Kelly Martin, a decades-long fire veteran across the Forest Service and National Park Service and former president of the International Association of Wildland Fire, said the operational logic of the restructure—“pushing decision-making down to a collaborative process between state and federal government”—has practical merit. This approach is particularly relevant in a system where the two levels of government have long operated side by side without any binding obligation to coordinate priorities, and, to her, makes sense.
But Martin pointed to a coordination requirement that officials have not addressed: for the new model to work as intended, Forest Service state directors would need to be formally required to align their highest-priority projects with state-based land management agencies — a mandate absent from the announced restructure. And whilst preparedness and response funding has surged in recent years, hazardous fuel reduction and active land management — the preventative work that reduces long-term wildfire risk — have seen none of the same momentum, a disparity the restructure does nothing to close.

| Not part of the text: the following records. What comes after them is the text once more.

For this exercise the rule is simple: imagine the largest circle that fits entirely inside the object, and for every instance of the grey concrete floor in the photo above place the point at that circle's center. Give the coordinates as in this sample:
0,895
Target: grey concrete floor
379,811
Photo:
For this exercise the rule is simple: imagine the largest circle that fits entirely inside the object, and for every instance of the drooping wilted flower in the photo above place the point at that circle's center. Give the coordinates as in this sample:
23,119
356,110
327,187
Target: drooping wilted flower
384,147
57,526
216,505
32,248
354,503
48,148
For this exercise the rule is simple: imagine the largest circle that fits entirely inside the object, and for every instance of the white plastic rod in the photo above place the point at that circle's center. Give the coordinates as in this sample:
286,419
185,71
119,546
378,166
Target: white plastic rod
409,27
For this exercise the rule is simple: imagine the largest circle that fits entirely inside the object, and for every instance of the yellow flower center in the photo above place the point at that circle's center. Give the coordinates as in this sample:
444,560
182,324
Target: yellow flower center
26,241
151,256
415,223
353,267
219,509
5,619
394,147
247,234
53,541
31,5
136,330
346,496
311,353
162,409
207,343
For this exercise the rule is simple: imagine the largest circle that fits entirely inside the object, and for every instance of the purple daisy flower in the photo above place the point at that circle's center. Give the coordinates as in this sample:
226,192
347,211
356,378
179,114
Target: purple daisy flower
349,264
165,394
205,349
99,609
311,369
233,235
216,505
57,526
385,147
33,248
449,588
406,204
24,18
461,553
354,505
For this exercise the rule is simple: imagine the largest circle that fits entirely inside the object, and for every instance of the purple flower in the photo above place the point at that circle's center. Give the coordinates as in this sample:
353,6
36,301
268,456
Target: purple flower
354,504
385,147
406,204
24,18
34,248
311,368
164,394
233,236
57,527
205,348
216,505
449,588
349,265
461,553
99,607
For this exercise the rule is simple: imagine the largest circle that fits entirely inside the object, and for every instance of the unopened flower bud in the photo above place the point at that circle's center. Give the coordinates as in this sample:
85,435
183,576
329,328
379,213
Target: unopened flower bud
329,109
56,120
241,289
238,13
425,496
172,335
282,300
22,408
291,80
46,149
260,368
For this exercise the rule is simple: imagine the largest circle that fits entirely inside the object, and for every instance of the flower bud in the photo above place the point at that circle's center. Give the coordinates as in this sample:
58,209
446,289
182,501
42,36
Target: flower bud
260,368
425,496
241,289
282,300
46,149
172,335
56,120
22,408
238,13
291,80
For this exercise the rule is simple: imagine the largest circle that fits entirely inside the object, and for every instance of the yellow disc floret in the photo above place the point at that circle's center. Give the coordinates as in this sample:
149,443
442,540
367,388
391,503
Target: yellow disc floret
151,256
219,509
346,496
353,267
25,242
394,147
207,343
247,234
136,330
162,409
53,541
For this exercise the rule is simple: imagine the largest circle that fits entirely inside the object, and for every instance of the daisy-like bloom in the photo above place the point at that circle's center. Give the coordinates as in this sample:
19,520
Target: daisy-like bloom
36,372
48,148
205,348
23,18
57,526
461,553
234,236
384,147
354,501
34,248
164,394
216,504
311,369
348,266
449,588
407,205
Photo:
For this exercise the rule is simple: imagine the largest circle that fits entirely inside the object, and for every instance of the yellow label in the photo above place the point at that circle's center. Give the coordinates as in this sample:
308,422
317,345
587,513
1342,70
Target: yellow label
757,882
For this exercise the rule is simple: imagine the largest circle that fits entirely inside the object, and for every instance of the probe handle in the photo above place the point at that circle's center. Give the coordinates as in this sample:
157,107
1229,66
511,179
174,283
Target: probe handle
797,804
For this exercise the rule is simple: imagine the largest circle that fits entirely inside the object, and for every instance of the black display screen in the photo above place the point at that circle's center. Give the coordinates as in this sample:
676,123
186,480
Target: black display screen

The research station consolidation is the most debated aspect: according to Wood Central, the closure of 57 out of 77 stations and their absorption into one central Fort Collins facility is viewed by Morgan Varner, Director of Fire Research at Tall Timbers and former Forest Service researcher, as directly contradicting the commitment to localized decision-making. Varner argues that pulling research away from areas with active wildfires or prescribed burns undermines the relevance and effectiveness of the agency’s scientific work.
Many of the affected stations sit inside university laboratories or multi-decade experimental forests, where researchers have accumulated fire ecology knowledge tied to specific landscapes, specific fire regimes, and the communities that live amongst them. Schultz has rejected the charge that the closures constitute an attack on science, arguing that the existing station model had generated operational silos that prevented effective coordination — with Fort Collins redirecting its work toward active forest management, fire management, minerals, and recreation.
Fire and Aviation Management Deputy Chief Sarah Fisher has confirmed publicly that the restructure carries no impact on current wildland firefighting resources, with the existing Geographic Area Coordination Centre structure and reporting relationships with the National Interagency Fire Centre to continue under the new model.
Wood Central understands the Forest Service had already shed a significant portion of its broader workforce under USDA-wide job cuts that axed more than 4,000 positions, before a federal judge ordered those staff reinstated — and Aaron Weiss, deputy director of the Center of Western Priorities, warned that adding disruption at the agency’s upper levels, ahead of a predicted extreme fire season, compounds that risk considerably.

“Adding chaos at the upper levels of the Forest Service should worry everyone who lives in and near America’s forests,” Weiss told Utah’s Deseret News. That human cost has a concrete recent precedent: when the broader USDA underwent a parallel restructuring in 2025, an estimated 80 per cent of affected staff resigned or retired rather than comply with relocation requirements — and researchers who received a Fort Collins notice now face the same calculation.
Martin stopped short of catastrophising, acknowledging that speculative worst-case readings — including concerns about public land sales — are harder to substantiate without operational detail, though he warned the restructure carried real stakes if mishandled: “It’d be a real tragedy and a real shame if a ‘dismantling’ came to be.”
According to Varner, the USDA’s 2025 restructure lost an estimated 80 per cent of affected staff to resignation or retirement — an attrition rate the Forest Service now risks repeating across a far larger workforce whilst targeting 4 billion board feet in annual timber harvests by fiscal year 2028.